Aucun pays ne veut d'eux, sauf un: Trujillo, dictateur faisant régner la terreur en République dominicaine, propose d'accueillir 100 000 Juifs sur son territoire à l'issue de la conférence d'Évian. Il a encore sur les mains le sang du massacre du "Persil" au cours duquel des dizaines de milliers d'immigrés haïtiens furent massacrés en 1937. Sa proposition est pourtant sérieuse. Elle vise à lui racheter une certaine respectabilité diplomatique, et à ses yeux, c'est une entrée de sang blanc au sein d'une population dont il rêve d'effacer les origines, honteuses à ses yeux, liées à l'esclavage, la déportation depuis l'Afrique et le joug colonial.
Almah et Wilhelm deviennent donc bénéficiaires de la politique de Trujillo.
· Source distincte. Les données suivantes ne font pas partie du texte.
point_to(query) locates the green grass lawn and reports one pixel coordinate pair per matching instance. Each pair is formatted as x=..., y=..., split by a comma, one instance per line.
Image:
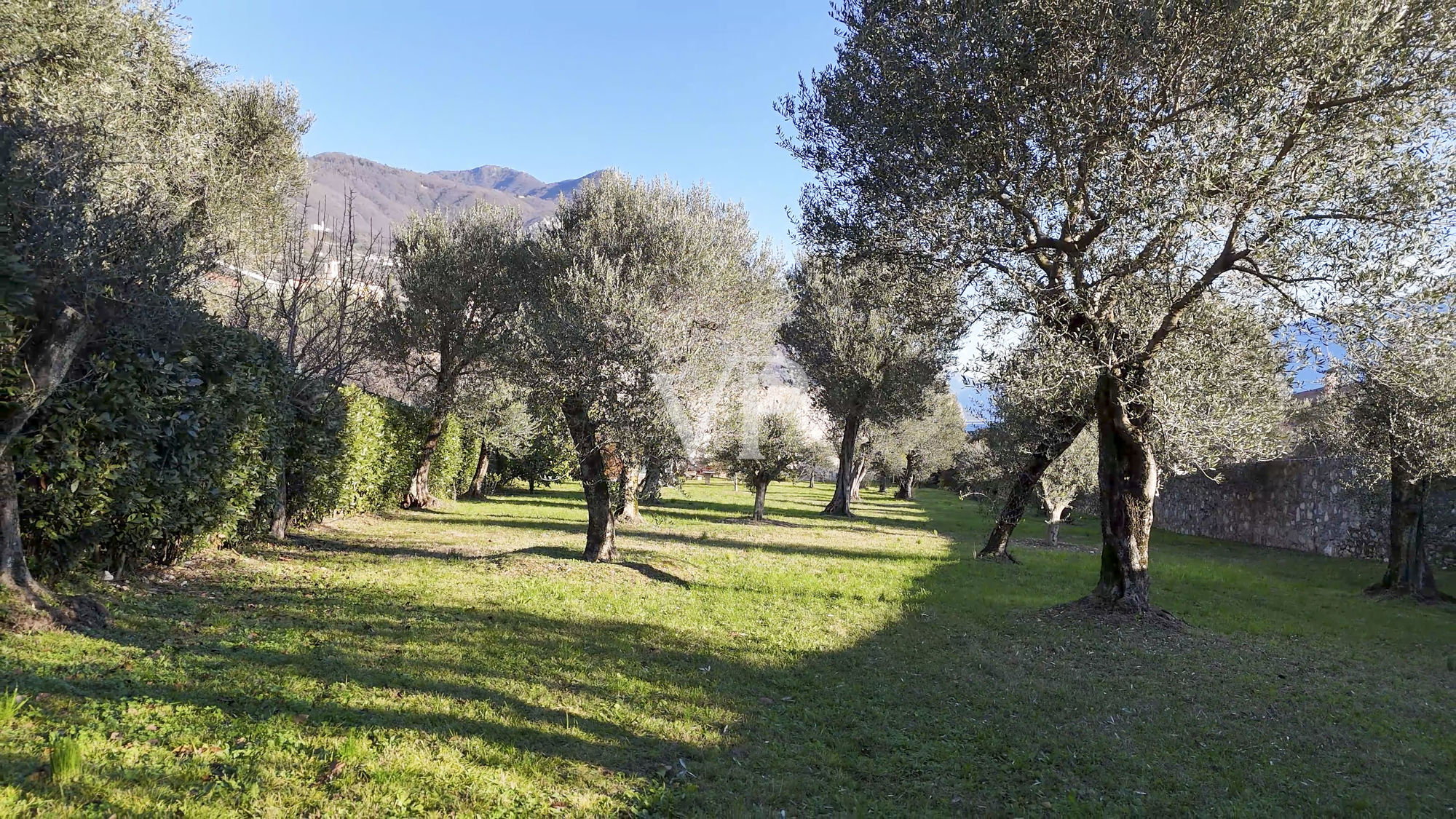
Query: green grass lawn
x=465, y=662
Après avoir été refoulés des États-Unis qui était leur projet de destination initiale en vue de retrouver une partie de leur famille, ils atterrissent à Sosua, sur la côte nord du pays. Ils sont chargés d'y fonder une colonie avec la communauté de réfugiés juifs qui s'y forme au fil des arrivées. D'une friche abandonnée, ils feront un village, puis une ville prospère, grâce à l'agrément des autorités locales, qui en persécutent d'autres mais les accueillent eux. Ils s'établissent aussi grâce à l'aide financière du Joint, une organisation humanitaire juive américaine qui joue le rôle de recruteur actif parmi les réfugiés en quête d'un asile et d'intermédiaire auprès du dictateur.
Cet exil basé sur des faits réels et campé dans un contexte historique bien documenté donne toute la mesure de la violence vécue par les personnages principaux: fringant journaliste culturel dans la Vienne de la Belle époque, contemporain de Freud et de Zweig, Wilhelm doit troquer la carrière intellectuelle et mondaine que la vie semblait lui avoir promis contre une existence de labeur rural en collectivité sous des tropiques dont il ignorait jusque-là l'existence. Almah, grande bourgeoise émancipée et dentiste interdite d'exercice car juive, s'en sort un peu mieux dans l’apprivoisement de leur nouvelle situation. Le poids de leur avenir volé les atteindra pourtant tous les deux, chacun à sa manière. Contraints de s'adapter à cette vie qu'ils n'ont pas choisie, les coups du sort les atteignent d'autant plus douloureusement qu'ils sont coupés de leur communauté d'origine, elle-même coupée de son droit à vivre...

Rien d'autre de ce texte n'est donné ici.